Types Of Data Models
- There are mainly three different types of data models:
- Conceptual: This Data Model defines WHAT the system contains. This model is typically created by Business stakeholders and Data Architects. The purpose is to organize, scope and define business concepts and rules.
- Logical: Defines HOW the system should be implemented regardless of the DBMS. This model is typically created by Data Architects and Business Analysts.

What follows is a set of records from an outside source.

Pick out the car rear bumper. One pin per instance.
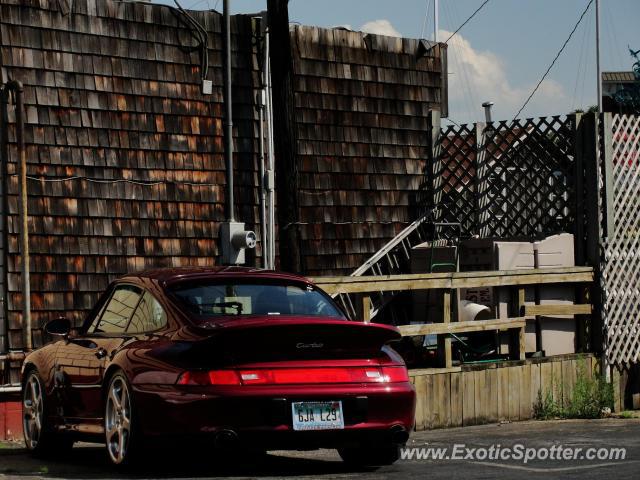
(262, 415)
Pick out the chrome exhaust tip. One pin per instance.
(225, 439)
(399, 435)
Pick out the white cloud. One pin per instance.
(478, 76)
(380, 27)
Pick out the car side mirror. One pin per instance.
(60, 327)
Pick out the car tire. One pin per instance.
(39, 436)
(121, 436)
(369, 456)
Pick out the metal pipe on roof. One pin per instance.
(10, 388)
(270, 157)
(228, 98)
(4, 327)
(598, 68)
(17, 88)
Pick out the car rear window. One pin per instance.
(239, 298)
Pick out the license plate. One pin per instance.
(317, 415)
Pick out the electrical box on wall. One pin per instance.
(235, 240)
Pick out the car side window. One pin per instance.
(148, 317)
(118, 310)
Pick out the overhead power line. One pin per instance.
(466, 21)
(575, 27)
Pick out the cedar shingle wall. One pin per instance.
(112, 92)
(361, 103)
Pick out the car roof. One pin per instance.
(179, 274)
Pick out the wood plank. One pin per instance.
(444, 341)
(514, 374)
(558, 385)
(433, 371)
(430, 401)
(525, 392)
(440, 405)
(534, 380)
(421, 399)
(615, 380)
(366, 309)
(503, 393)
(550, 309)
(480, 394)
(569, 376)
(520, 334)
(444, 275)
(456, 399)
(462, 327)
(546, 379)
(491, 383)
(424, 281)
(468, 399)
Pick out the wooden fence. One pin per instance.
(442, 327)
(502, 391)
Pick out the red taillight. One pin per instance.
(395, 374)
(214, 377)
(293, 376)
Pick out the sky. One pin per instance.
(501, 54)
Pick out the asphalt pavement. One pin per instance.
(531, 449)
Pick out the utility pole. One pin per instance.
(436, 23)
(285, 136)
(599, 72)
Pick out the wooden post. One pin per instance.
(588, 139)
(434, 170)
(578, 238)
(285, 136)
(366, 309)
(517, 342)
(444, 341)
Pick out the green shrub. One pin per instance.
(591, 397)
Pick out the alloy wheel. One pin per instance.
(118, 419)
(33, 411)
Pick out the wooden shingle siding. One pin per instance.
(362, 103)
(112, 91)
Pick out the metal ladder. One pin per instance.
(392, 259)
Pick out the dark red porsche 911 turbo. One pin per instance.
(232, 356)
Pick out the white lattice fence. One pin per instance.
(621, 269)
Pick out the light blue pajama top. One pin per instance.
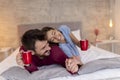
(69, 47)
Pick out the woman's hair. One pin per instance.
(45, 30)
(30, 37)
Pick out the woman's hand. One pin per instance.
(19, 59)
(72, 65)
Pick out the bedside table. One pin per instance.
(6, 51)
(103, 42)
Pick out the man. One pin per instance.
(43, 54)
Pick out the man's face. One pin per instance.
(42, 48)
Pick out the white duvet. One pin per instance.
(91, 54)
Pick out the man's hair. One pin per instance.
(30, 37)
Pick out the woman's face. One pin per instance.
(55, 36)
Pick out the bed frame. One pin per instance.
(24, 27)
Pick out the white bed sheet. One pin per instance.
(93, 53)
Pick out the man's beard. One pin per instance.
(46, 53)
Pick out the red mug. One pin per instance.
(84, 45)
(27, 57)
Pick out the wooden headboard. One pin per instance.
(24, 27)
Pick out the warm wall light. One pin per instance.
(110, 23)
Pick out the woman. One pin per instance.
(64, 38)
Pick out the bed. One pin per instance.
(58, 73)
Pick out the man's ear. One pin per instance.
(33, 53)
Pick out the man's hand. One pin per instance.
(72, 65)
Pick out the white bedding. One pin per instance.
(93, 53)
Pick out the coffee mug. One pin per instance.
(27, 57)
(84, 45)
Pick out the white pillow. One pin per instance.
(77, 34)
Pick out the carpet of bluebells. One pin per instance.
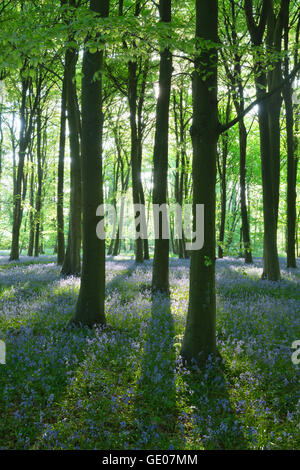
(124, 386)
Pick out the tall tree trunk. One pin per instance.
(160, 273)
(60, 177)
(292, 159)
(31, 214)
(38, 200)
(25, 134)
(90, 304)
(268, 116)
(135, 166)
(244, 210)
(200, 333)
(72, 263)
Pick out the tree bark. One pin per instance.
(72, 262)
(200, 333)
(90, 305)
(60, 177)
(160, 273)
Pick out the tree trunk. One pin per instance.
(200, 334)
(72, 263)
(160, 273)
(90, 304)
(60, 178)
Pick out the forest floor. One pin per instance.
(124, 386)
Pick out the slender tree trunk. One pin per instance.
(160, 273)
(90, 304)
(244, 210)
(135, 167)
(292, 159)
(72, 263)
(200, 333)
(268, 116)
(31, 214)
(60, 177)
(24, 138)
(38, 200)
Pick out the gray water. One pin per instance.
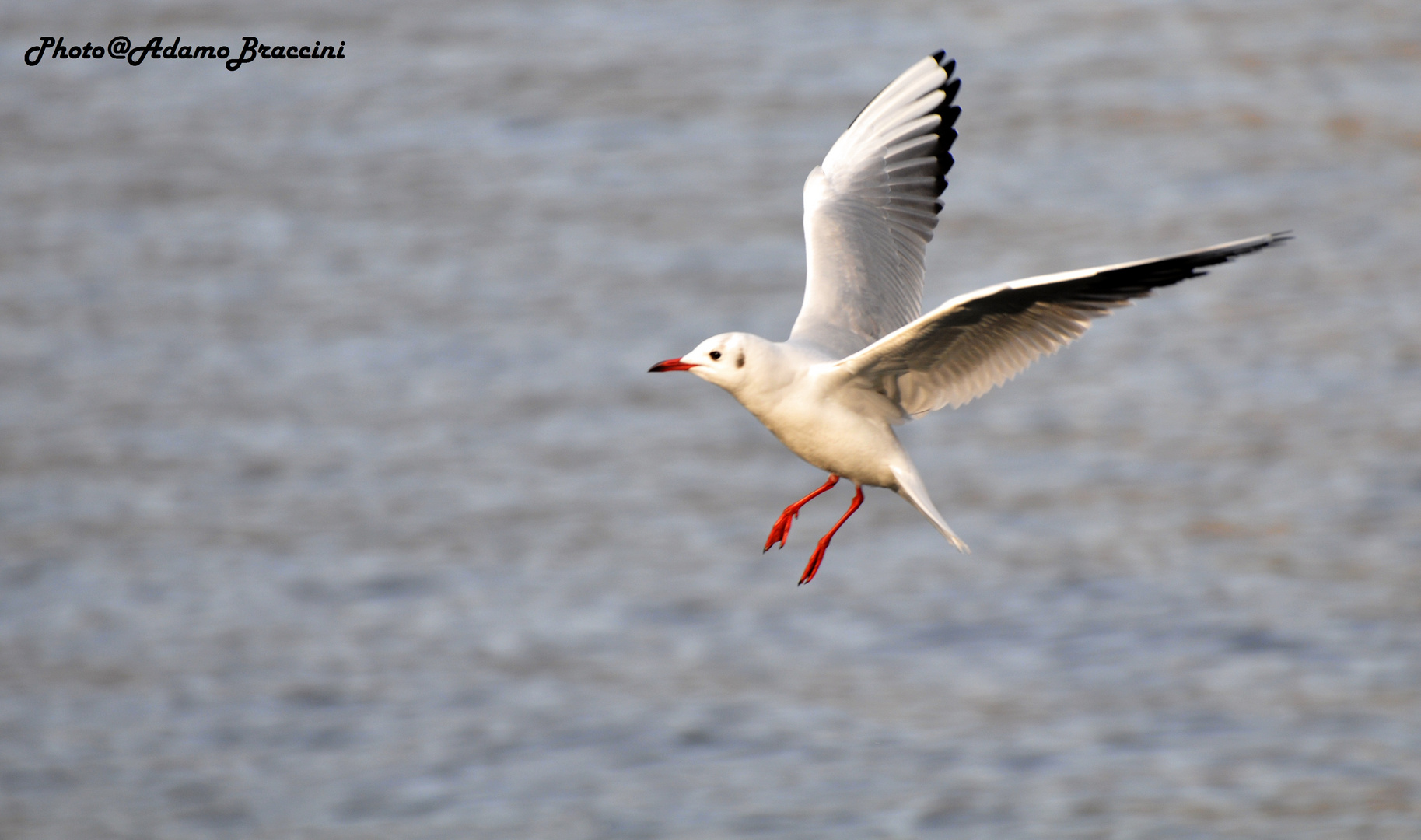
(336, 501)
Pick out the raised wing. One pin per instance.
(870, 211)
(979, 340)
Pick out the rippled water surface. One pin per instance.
(336, 502)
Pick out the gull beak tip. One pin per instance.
(671, 364)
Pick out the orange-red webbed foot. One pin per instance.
(823, 542)
(782, 527)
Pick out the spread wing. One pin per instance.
(979, 340)
(870, 211)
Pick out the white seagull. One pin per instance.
(860, 359)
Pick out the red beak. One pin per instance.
(671, 364)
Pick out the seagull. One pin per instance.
(860, 357)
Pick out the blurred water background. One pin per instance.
(336, 502)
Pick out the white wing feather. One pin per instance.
(979, 340)
(870, 211)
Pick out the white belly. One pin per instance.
(836, 438)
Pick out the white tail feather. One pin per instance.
(910, 486)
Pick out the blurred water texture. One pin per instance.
(336, 502)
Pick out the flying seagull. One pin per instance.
(860, 359)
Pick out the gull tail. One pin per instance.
(910, 486)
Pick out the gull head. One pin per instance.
(723, 360)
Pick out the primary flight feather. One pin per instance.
(860, 359)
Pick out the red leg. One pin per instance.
(823, 542)
(782, 527)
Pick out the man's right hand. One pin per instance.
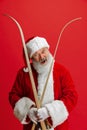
(33, 114)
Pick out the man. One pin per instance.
(60, 96)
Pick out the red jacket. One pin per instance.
(64, 90)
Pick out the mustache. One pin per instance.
(43, 59)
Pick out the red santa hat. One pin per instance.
(35, 44)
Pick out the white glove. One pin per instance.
(33, 114)
(42, 114)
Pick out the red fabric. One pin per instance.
(63, 90)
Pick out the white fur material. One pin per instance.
(21, 108)
(43, 71)
(58, 112)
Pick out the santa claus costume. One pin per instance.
(60, 96)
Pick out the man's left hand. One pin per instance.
(42, 114)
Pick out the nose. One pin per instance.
(41, 56)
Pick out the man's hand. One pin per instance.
(33, 114)
(42, 114)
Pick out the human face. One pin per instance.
(41, 56)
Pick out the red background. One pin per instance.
(44, 18)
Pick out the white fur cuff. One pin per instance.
(21, 108)
(58, 112)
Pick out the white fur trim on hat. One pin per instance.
(21, 109)
(35, 44)
(57, 111)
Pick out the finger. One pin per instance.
(34, 121)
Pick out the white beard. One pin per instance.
(43, 71)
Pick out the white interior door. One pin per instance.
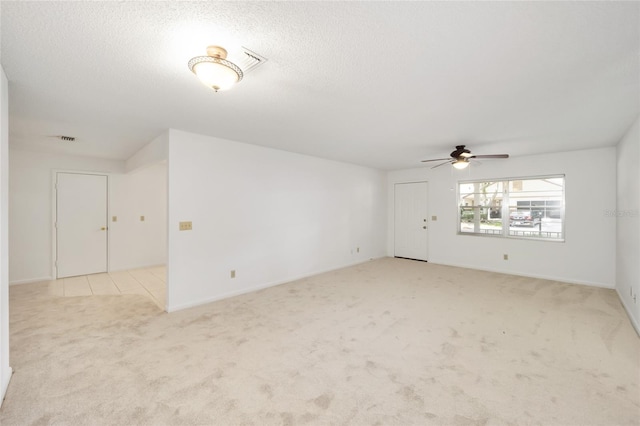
(411, 226)
(81, 224)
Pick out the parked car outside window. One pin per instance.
(523, 218)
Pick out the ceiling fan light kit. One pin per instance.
(461, 164)
(460, 158)
(214, 70)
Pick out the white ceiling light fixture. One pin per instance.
(214, 70)
(461, 163)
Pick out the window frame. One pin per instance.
(505, 208)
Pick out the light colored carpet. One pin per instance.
(388, 342)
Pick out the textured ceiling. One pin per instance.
(382, 84)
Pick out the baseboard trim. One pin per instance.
(540, 276)
(153, 265)
(632, 318)
(31, 280)
(227, 295)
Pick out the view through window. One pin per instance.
(519, 208)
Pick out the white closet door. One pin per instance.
(411, 226)
(81, 224)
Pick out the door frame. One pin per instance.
(393, 184)
(54, 214)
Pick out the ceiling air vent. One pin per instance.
(250, 60)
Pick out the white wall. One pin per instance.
(628, 223)
(5, 370)
(134, 243)
(30, 194)
(154, 152)
(588, 254)
(270, 215)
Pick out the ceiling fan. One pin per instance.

The purpose is to developed technical map of rules and data structures.
- Physical: This Data Model describes HOW the system will be implemented using a specific DBMS system. This model is typically created by DBA and developers. The purpose is actual implementation of the database.
Conceptual Model
- The main aim of this model is to establish the entities, their attributes, and their relationships. In this Data modeling level, there is hardly any detail available of the actual Database structure.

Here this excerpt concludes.